The National Center for Atmospheric Research in Boulder Colorado and NASA’s Jet Propulsion Laboratory, funded by the National Science Foundation, have been taking a serious look at some radically crazy sea level rise figures. It seems that the Australian Outback has taken over sea level rise. Those widespread floods that ended (temporarily?) Australia’s latest 10-year drought had widespread global impacts.
Those floods that ended the Australian drought in 2010/11 had some really unexpected results. It’s so flat in the Outback that the floodwaters just sat there and soaked in. It rained so much and the ground was so dry from ten years of drought that little of the water ran off into the oceans.
You remember that great old saying” You can’t fight gravity.” Well, You may not be able to fight gravity, but you can change it. Our satellites have become so sensitive that they could tell. When all of that extra water was added to Earth’s surface on that one small continent it changed Earth’s gravity.

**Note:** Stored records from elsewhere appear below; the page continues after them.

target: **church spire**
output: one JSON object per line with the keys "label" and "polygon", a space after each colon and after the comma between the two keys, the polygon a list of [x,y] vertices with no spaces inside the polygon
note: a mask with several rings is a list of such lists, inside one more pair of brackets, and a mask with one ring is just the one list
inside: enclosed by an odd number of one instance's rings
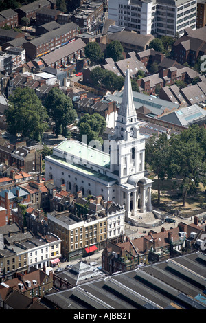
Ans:
{"label": "church spire", "polygon": [[128,65],[127,66],[127,69],[126,72],[122,100],[118,115],[119,116],[124,117],[126,118],[137,116],[137,113],[133,102],[131,80]]}

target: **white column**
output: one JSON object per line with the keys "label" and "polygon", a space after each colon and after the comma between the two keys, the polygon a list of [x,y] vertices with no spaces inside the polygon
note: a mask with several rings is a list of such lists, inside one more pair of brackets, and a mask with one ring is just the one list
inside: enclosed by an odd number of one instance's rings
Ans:
{"label": "white column", "polygon": [[144,213],[146,210],[146,208],[145,206],[146,190],[146,188],[142,188],[141,197],[141,208],[140,208],[140,212],[142,213]]}
{"label": "white column", "polygon": [[152,187],[150,186],[148,190],[148,210],[151,211],[152,210]]}
{"label": "white column", "polygon": [[137,191],[133,192],[133,215],[136,215],[137,213]]}
{"label": "white column", "polygon": [[130,215],[131,214],[130,204],[130,193],[128,193],[127,199],[126,199],[126,210],[128,216]]}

A rare combination of two weather cycles caused the floods. La Nina and the Southern Annular Mode (A southern Hemisphere atmospheric circulation pattern) came together and then stalled out. The the Indian Ocean Dipole mode collided and hell broke loose– very exciting stuff if one is a meteorologist, believe me.

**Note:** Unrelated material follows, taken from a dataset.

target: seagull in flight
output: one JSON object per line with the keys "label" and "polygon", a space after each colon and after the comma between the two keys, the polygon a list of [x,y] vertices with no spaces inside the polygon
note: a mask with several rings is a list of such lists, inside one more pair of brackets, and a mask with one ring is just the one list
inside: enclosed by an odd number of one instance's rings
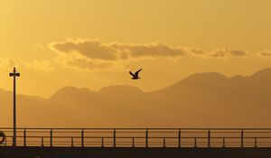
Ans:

The results were all that water that fell in the Outback didn’t go anywhere after it fell and “`lowered sea level rise by 7 mm in 18 months. Since the normal rise was 3 mm per year, the average sea level across the planet actually fell a millimeter or two during that short period.
The Grace Satellites and the Argo sea level rise buoy system were the key players in this research. The Grace Satellites measure gravity, were launched in 2003, and are 100 times more sensitive than the previous gravity measuring satellites. the Argo Buoy Array system is unlike anything before. It was totally functional with 3,000 buoys in 2007. The bob up an down a mile in the oceans of the world every ten days measuring temperature, density, pH, salinity and sea level.

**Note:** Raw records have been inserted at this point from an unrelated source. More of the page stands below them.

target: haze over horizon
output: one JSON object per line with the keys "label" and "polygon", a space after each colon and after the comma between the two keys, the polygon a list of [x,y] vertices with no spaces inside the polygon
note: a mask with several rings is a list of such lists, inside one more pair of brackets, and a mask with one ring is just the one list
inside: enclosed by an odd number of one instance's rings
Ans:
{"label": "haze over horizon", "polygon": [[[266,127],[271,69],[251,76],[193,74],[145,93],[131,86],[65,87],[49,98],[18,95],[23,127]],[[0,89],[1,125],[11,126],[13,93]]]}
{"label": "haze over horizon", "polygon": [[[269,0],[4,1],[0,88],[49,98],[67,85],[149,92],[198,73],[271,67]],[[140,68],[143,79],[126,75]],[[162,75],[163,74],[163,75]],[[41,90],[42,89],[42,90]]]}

The last time something like this could have happened was in 1973/4, but scientists are not sure. These fabulous earth observation systems were really not even dreams back then. This was a rare event regardless.
What has happened since? Normal sea level rise since the turn of the century has been 2 to 3.7 mm per year, depending on whose research is being reported. Around the turn of the century less, more recently more. prior to the turn of the century the 20 century average, up until 1990 , was between 1.2 and 1.5 millimeters per year.
The authors of this report tell us one more thing that we knew was coming. Since it quite raining in Australia in 2011, level rise has jumped to 10 mm per year—nearly, or more than three times what sea level rise was before this Outback event.
Is sea level rise just catching up, or did the record melt in Greenland in 2010, 2011 and 2012 have something to do with this?